Multiple threads writing into a single buffer concurrently

Question

I have an output cointainer similar to this:

struct cont {
    std::mutex m;
    size_t offset;
    char* data;

    cont(size_t sizeB) {
        data = new char[sizeB];
    }

    void write(char* data, size_t sizeB) {
        m.lock();
        size_t off = offset;
        offset += sizeB;
        m.unlock();
        std::memcpy(this->data + off, data, sizeB);
    }
};

The idea is that I have many threads, each working on a dynamically sized workload and outputting data in no specific order into that container. The threads are triggered by server access and there is no telling how many are in concurrently or how much they will contribute.

The reason I'm questioning this is because as you can see, the main workload is outside the mutex lock since in theory, only the distribution of the available buffer needs to be synchronized and the threads shouldn't collide after that bit.
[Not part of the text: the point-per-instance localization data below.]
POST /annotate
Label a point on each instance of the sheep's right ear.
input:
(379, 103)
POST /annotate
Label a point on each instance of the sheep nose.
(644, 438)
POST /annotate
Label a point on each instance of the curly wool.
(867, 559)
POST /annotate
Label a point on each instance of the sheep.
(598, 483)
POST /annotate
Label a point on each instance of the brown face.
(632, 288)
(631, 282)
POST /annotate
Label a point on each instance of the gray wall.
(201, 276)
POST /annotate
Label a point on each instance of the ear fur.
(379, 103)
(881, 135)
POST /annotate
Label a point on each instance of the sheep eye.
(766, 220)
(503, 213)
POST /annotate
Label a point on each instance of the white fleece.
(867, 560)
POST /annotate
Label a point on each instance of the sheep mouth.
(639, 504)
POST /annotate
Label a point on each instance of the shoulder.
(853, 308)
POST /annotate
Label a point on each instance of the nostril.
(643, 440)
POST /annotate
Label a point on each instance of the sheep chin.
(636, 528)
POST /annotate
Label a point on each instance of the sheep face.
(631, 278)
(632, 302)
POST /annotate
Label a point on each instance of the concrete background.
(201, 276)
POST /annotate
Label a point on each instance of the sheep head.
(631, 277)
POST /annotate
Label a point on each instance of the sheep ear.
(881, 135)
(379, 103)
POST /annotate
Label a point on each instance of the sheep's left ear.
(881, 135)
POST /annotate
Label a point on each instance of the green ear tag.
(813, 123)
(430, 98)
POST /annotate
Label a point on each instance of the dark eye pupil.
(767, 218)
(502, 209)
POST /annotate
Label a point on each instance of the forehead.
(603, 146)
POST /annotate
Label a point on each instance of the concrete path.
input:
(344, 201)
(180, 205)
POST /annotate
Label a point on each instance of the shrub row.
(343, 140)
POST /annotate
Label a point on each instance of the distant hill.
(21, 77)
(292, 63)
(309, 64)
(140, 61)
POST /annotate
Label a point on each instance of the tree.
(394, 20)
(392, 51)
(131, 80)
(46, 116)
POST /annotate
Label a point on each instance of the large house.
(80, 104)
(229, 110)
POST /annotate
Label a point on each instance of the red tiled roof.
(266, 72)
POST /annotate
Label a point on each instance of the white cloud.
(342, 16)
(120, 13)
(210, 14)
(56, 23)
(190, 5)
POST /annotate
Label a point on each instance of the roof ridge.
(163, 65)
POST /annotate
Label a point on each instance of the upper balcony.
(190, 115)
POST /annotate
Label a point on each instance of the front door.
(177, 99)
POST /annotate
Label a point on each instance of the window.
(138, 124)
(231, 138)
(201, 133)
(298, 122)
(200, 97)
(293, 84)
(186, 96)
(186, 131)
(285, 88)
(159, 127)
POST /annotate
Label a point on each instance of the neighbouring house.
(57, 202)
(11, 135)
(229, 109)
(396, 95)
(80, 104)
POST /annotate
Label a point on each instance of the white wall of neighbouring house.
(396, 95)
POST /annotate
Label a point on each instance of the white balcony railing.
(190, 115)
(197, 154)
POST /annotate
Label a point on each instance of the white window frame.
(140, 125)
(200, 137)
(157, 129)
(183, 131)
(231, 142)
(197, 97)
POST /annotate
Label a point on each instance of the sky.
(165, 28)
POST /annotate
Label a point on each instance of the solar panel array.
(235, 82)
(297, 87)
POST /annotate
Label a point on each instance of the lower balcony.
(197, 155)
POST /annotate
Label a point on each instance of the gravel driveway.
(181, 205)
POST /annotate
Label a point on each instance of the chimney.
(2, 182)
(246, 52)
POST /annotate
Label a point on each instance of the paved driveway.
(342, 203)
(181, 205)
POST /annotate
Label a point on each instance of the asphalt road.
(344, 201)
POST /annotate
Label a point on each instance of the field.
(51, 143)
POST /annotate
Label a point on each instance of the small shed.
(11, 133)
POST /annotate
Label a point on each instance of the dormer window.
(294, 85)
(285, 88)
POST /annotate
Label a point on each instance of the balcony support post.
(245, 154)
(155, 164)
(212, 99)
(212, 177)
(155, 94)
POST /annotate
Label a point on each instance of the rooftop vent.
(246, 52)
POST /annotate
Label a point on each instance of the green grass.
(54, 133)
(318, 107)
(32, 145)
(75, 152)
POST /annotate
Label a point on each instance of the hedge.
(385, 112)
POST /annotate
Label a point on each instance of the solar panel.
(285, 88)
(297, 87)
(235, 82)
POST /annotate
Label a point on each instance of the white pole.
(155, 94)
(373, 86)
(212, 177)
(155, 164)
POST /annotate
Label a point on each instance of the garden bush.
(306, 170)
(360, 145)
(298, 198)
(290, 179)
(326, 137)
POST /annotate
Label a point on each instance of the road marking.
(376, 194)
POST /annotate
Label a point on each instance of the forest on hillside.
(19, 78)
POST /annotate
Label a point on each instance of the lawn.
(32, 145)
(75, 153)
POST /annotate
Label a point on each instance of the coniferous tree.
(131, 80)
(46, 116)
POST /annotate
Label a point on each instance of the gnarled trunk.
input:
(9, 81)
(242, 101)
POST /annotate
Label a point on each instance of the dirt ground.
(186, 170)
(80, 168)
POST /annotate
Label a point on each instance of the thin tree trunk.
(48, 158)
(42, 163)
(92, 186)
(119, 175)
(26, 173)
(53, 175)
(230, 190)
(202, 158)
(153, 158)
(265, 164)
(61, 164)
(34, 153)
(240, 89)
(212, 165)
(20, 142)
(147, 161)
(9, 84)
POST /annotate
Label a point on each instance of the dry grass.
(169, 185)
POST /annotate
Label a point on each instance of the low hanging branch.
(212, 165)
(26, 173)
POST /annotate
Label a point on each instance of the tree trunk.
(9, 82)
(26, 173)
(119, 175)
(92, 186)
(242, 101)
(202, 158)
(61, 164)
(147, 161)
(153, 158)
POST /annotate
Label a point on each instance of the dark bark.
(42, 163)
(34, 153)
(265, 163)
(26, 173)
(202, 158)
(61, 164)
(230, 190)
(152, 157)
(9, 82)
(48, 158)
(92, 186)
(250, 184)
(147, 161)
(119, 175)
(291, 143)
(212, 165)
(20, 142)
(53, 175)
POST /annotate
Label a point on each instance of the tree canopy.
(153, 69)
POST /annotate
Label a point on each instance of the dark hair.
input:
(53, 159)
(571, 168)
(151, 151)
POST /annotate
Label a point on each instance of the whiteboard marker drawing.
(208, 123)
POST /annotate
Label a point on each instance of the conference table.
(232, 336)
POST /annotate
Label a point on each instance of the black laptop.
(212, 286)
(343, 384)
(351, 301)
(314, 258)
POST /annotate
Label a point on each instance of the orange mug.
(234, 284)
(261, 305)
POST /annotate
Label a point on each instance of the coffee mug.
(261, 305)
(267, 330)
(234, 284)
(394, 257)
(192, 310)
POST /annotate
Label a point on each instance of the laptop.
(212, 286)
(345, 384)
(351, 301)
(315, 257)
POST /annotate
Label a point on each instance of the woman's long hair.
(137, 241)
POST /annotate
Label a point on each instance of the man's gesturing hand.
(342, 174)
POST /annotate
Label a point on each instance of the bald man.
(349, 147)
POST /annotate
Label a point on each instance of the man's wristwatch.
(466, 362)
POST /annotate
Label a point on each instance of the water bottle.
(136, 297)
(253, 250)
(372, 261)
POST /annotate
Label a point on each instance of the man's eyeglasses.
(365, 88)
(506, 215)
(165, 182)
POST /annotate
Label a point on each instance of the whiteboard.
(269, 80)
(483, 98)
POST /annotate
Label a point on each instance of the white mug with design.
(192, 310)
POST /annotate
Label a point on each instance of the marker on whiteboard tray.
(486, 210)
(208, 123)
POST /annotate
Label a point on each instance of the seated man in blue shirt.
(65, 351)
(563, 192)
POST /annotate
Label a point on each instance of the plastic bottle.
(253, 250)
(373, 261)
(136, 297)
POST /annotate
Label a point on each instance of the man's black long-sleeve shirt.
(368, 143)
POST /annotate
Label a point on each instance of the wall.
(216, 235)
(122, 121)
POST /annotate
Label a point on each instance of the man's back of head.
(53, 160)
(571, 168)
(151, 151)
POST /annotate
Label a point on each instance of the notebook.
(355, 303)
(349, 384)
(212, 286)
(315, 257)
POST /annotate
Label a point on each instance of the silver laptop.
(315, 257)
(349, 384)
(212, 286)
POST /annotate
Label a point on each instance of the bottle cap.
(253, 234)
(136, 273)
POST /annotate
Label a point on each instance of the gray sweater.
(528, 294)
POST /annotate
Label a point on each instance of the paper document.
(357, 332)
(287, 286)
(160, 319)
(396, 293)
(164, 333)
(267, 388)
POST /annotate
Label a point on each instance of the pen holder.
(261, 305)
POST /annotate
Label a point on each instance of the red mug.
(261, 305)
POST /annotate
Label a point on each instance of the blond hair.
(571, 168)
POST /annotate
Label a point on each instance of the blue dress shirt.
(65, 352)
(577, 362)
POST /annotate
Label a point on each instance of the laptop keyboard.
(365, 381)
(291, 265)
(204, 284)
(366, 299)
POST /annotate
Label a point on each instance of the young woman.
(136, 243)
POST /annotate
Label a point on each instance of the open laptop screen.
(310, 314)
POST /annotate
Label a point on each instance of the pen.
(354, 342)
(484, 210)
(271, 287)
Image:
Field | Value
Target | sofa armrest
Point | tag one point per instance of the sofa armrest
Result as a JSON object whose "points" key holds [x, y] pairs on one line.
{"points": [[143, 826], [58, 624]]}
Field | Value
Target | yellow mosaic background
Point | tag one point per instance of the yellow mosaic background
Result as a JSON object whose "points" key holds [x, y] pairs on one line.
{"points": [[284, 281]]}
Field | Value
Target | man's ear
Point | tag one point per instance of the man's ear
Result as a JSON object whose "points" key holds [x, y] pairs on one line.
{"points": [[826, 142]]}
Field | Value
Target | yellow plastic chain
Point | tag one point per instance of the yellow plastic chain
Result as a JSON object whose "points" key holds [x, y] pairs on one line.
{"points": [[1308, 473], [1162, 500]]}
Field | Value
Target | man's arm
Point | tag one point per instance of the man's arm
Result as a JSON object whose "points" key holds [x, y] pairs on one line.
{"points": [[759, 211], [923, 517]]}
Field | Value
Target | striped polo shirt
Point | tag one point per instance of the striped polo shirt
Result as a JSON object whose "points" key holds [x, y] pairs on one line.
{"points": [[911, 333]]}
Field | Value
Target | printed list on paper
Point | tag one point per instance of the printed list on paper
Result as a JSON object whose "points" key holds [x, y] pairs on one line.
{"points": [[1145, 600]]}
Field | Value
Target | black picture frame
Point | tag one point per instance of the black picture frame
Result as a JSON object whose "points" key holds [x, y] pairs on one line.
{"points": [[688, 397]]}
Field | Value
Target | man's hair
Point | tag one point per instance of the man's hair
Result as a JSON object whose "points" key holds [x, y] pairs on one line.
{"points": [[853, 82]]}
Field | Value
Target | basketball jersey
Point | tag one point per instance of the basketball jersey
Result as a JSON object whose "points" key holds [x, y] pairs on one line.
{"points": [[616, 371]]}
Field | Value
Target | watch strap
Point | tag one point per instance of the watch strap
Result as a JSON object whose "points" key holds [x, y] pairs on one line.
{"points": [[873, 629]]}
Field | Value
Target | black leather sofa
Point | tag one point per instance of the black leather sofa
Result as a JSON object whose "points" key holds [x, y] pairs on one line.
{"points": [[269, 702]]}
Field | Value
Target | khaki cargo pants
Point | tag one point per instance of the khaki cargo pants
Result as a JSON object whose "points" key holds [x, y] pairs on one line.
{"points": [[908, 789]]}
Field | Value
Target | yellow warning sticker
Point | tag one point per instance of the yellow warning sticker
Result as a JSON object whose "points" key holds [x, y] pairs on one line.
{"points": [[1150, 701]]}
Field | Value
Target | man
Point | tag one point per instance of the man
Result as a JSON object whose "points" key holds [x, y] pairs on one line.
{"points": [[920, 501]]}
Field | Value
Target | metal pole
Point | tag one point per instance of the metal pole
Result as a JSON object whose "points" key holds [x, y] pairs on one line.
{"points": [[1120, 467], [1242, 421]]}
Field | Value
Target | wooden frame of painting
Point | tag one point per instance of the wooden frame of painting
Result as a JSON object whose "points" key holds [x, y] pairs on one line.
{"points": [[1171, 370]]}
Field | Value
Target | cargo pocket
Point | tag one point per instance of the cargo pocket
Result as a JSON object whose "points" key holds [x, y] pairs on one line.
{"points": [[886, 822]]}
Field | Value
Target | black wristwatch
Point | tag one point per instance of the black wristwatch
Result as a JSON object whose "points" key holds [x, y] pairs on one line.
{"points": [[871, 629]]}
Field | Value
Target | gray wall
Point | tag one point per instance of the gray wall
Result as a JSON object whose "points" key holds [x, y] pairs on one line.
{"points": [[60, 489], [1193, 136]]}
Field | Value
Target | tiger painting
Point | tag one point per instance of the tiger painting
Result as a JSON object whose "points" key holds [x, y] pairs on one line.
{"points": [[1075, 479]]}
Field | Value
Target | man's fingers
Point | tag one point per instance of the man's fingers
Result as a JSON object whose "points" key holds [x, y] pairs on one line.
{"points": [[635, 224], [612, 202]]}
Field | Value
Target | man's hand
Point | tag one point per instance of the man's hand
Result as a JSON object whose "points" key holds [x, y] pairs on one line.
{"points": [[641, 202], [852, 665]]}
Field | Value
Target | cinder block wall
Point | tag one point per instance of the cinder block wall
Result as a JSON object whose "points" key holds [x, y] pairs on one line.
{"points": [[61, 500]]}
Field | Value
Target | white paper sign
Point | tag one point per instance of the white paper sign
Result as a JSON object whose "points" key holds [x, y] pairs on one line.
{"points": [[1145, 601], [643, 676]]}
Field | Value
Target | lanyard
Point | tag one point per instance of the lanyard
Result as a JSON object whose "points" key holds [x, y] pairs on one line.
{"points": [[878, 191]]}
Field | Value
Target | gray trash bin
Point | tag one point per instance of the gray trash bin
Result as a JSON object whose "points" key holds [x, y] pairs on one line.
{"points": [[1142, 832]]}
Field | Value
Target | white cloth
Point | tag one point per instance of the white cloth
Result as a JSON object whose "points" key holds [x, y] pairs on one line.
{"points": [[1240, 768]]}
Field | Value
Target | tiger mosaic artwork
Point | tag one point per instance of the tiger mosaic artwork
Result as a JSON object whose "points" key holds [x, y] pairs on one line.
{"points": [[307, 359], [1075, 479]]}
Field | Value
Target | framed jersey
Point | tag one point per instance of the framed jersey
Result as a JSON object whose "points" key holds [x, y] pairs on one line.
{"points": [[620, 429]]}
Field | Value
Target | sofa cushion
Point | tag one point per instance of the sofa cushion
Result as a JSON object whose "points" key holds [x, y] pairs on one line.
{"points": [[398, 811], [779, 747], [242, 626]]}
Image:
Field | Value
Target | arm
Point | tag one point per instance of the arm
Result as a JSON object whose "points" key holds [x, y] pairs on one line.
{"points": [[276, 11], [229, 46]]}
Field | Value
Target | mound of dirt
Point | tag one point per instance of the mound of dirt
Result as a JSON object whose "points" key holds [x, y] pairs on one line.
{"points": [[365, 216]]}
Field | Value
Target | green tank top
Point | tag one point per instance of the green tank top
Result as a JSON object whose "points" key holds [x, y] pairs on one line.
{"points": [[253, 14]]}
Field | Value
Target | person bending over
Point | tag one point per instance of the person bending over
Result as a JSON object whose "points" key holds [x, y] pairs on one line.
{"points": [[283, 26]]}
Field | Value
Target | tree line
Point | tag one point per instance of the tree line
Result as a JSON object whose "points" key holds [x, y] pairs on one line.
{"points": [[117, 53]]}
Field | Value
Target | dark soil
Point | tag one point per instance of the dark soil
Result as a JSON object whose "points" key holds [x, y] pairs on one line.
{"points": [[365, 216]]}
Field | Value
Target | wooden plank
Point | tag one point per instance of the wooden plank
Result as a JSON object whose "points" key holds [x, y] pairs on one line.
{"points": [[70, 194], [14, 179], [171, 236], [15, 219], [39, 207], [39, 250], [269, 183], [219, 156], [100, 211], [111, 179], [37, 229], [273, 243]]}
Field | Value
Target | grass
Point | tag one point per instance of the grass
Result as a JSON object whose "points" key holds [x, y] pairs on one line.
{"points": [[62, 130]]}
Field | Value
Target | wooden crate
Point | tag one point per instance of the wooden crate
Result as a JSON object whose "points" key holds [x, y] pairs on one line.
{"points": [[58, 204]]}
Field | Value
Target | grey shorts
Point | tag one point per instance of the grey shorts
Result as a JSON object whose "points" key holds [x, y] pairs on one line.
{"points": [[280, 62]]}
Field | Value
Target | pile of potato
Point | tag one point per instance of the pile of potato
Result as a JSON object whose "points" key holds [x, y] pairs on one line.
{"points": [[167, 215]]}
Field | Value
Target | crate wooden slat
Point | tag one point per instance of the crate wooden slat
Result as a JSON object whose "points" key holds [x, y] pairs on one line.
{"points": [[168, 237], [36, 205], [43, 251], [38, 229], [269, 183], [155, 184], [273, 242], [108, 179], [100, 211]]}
Its been working fine so far but from previous experience, threading problems can manifest themselves way down the road so is this considered a thread safe practice?

Answer 1

Seems OK. If you want to optimize, you could make the offset atomic, to avoid the mutex altogether. So, just declare

std::atomic<size_t> offset;

and the mutex can be removed.

Answer 2

As it stands, I'm afraid this is incomplete: your solution correctly allocates space between multiple threads, but you also need a solution for threads to "commit" their writes. Imagine that one writer thread is indefinitely delayed in the midst of a memcpy (or even prior to commencing its memcpy). How does any other thread ever find out about this so that you can eventually use this buffer at all?

Answer 3

This seems perfectly safe. You're probably worried about trampling on "leftover" bytes concurrently when offset changes by a number which is not a multiple of 4 or 8 bytes. I wanted to alleviate your concerns by quoting the Standard, but the entry for memcpy points to the C Library Reference, which is scant on details. Nevertheless, the function treat the buffers as arrays of unsigned char, so it cannot reliably assume it can also optimize copying the tail when it's unaligned or an incomplete word, as that could constitute an out-of-bound access.